Nel maggio 2016, a dire il vero, è iniziato l’iter per l’elaborazione del Piano Nazionale di Adattamento ai Cambiamenti Climatici (Pnacc) che avrebbe dovuto prendere ispirazione dalla Strategia Nazionale Adattamento al Clima (Snac) (già varata nel giugno 2015).
Fino al 28 febbraio 2017, poi, i principali portatori di interesse erano chiamati, attraverso lo strumento della consultazione pubblica, a fornire indicazioni utili in merito alle vulnerabilità su scala territoriale e a fissare le priorità di intervento.

Dopo la revisione, intervenuta nel 2017, però, tutto si è fermato. Non si è mai più saputo nulla della nuova ‘versione’ del Piano, e, naturalmente, non è mai stato formalmente approvato.
I due maggiori nodi sono dunque venuti al pettine. Manca una chiara indicazione della copertura economica (quali le risorse necessarie e dove reperirle) nonché il fondamentale coordinamento istituzionale tra apparati statali e tra lo Stato e gli enti locali.

Nel frattempo, visti anche gli impatti sempre più devastanti dei fenomeni meteo-climatici estremi, gli enti locali sono andati avanti da soli.

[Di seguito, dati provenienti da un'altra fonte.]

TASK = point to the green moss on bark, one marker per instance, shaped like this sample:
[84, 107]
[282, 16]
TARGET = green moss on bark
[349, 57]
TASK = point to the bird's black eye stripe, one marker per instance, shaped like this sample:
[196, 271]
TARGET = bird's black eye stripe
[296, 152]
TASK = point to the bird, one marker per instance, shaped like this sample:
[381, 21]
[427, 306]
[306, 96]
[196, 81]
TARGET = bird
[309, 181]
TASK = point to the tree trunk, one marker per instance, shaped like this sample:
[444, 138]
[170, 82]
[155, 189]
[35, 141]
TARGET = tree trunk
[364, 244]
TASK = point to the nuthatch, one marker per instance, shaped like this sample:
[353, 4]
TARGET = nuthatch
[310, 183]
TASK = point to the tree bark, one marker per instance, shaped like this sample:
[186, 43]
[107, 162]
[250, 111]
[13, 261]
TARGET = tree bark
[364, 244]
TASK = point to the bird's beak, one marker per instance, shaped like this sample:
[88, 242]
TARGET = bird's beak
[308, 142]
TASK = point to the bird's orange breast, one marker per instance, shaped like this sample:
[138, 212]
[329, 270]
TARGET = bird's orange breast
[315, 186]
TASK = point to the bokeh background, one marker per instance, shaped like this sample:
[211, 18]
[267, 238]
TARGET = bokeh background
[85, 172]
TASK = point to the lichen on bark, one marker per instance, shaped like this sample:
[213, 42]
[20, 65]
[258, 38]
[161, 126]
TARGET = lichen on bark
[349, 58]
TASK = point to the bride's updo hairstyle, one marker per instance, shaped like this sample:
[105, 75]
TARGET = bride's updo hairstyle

Alcune regioni, tra cui Emilia Romagna e Abruzzo, hanno varato propri piani di adattamento, addirittura singole città lo hanno fatto. Inoltre, l’Associazione Nazionale Bonifiche Irrigazioni Miglioramenti Fondiari (ANBI), ha lanciato, nell’estate del 2020, un Piano Nazionale per la Manutenzione Straordinaria e l’Infrastrutturazione di Opere per la Difesa Idrogeologica e la Raccolta delle Acque che prevede quasi 4000 interventi da farsi su tutto il territorio nazionale benché il 50% di essi riguardi regioni del nord: Piemonte Lombardia, Trentino Alto Adige, Veneto, Friuli Venezia Giulia, Liguria ed Emilia Romagna.